Retrievers
Introduction
Retrievers are a key component in many natural language processing systems. As mentioned in the FAQ, a retriever is an interface that returns documents given an unstructured query. It does not need to store documents, only return them. Vector stores can be used as the backbone of a retriever, but there are other types of retrievers as well. This guide will provide an overview of retrievers in LangChain and walk through creating and using a retriever for question answering.
Vector Store-Backed Retrievers
The main type of retriever in LangChain is backed by a vector store index. As mentioned in the FAQ, LangChain uses Chroma by default as the vector store. Vector stores like Chroma and FAISS allow you to index text embeddings for efficient similarity search.

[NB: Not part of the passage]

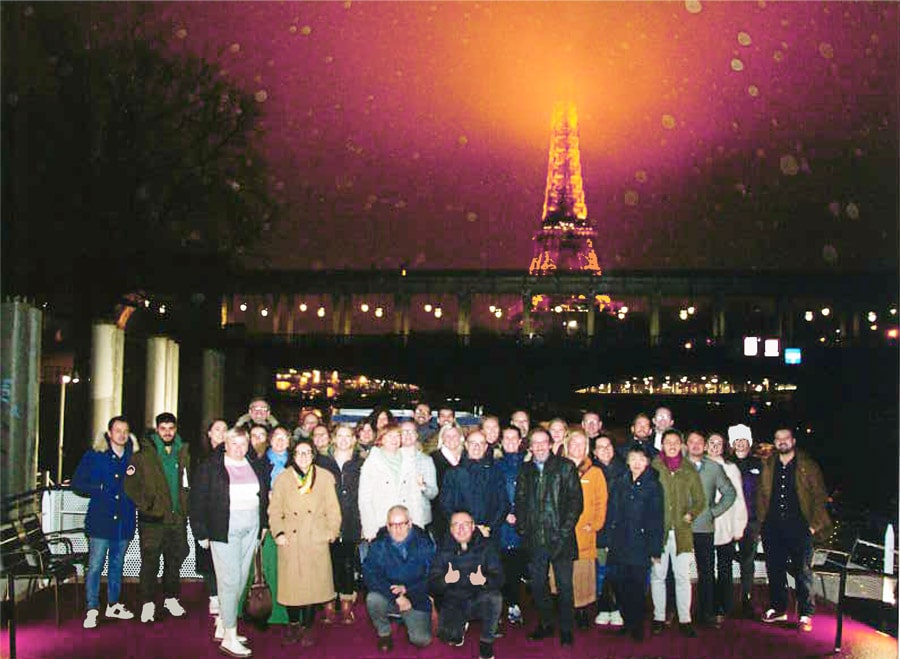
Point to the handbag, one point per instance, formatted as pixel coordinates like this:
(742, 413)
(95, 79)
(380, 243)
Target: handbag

For example, to create a vector store index with Chroma:
from langchain.document_loaders import TextLoader
from langchain.text_splitter import CharacterTextSplitter
from langchain.vectorstores import Chroma
from langchain.embeddings import OpenAIEmbeddings
documents = loader.load()
text_splitter = CharacterTextSplitter(chunk_size=1000)

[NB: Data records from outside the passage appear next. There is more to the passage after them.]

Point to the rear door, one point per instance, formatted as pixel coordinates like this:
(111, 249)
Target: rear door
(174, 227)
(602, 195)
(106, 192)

texts = text_splitter.split_documents(documents)
embeddings = OpenAIEmbeddings()
db = Chroma.from_documents(texts, embeddings)
As mentioned in the FAQ, you can then easily wrap the vector store in a retriever:
retriever = db.as_retriever()
The retriever will use the vector store's similarity search to find relevant documents.

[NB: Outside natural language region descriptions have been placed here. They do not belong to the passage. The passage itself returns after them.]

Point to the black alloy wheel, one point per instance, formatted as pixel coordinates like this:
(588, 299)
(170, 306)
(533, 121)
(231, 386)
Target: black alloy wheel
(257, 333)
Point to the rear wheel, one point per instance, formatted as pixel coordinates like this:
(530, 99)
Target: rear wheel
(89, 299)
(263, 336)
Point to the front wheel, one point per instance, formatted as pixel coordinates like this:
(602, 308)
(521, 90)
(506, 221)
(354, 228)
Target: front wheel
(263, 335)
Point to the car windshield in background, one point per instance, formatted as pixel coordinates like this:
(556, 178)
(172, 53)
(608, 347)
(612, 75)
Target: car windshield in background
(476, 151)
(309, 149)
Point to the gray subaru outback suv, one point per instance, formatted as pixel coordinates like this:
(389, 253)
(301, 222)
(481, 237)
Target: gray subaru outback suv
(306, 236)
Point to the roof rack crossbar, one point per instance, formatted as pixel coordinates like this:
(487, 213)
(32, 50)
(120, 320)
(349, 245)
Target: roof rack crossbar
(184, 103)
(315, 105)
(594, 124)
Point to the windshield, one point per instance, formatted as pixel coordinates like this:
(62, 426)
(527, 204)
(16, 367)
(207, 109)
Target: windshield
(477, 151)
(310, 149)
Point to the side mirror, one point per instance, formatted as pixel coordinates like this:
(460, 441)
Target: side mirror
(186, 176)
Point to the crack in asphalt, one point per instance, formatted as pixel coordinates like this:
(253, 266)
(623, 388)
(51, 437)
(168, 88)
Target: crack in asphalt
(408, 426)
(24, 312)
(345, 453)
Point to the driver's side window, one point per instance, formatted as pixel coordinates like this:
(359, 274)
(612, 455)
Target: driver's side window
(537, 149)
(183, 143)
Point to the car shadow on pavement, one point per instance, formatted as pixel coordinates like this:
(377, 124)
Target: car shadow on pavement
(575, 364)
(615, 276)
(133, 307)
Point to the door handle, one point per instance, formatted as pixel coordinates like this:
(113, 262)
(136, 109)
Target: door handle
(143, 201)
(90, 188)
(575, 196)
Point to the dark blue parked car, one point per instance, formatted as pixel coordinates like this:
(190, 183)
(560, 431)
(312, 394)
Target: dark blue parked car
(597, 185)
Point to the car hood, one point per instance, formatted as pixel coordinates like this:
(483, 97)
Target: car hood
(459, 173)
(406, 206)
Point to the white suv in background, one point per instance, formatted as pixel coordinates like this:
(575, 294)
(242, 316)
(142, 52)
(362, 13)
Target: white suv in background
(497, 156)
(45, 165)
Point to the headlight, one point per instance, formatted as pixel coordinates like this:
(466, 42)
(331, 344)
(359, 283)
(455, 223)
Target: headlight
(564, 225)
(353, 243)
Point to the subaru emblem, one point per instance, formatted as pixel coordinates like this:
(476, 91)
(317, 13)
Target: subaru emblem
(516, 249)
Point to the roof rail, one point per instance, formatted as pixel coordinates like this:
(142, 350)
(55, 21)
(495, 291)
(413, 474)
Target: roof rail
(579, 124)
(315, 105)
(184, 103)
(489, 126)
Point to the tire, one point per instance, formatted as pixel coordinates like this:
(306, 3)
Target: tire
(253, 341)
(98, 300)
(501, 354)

You can also use other vector stores like FAISS:
from langchain.vectorstores import FAISS
db = FAISS.from_documents(texts, embeddings)
retriever = db.as_retriever()
Customizing Search
As shown in the FAQ, the vector store retriever provides options to customize the search method and parameters:
search_type
- Options like "similarity" (default), "mmr", "similarity_threshold"search_kwargs
- Specify arguments likek
for top k results
For example:
retriever = db.as_retriever(
search_type="mmr",
search_kwargs={"k": 5}
)
Using a Retriever for Question Answering
As mentioned in the FAQ, retrievers are commonly used for question answering. This is a good example because it combines multiple components like text splitting, embeddings, and vector stores.
The question answering process consists of 4 main steps:
- Create an index
- Create a Retriever from that index
- Create a question answering chain
- Ask questions!
You can pass a retriever to a RetrievalQA
chain:
from langchain.chains import RetrievalQA
from langchain.llms import OpenAI
qa = RetrievalQA(
retriever=retriever,
llm=OpenAI()
)
qa.run("What did the president say about climate change?")
The chain will use the retriever to find relevant documents, summarize them with the LLM, and produce an answer.
Conclusion
In summary, retrievers provide a way to find relevant documents for a query. Vector store-backed retrievers allow efficient similarity search over indexed embeddings. Retriever configuration provides flexibility in customizing search methods and parameters. In LangChain, retrievers can be easily integrated into question answering and other natural language chains.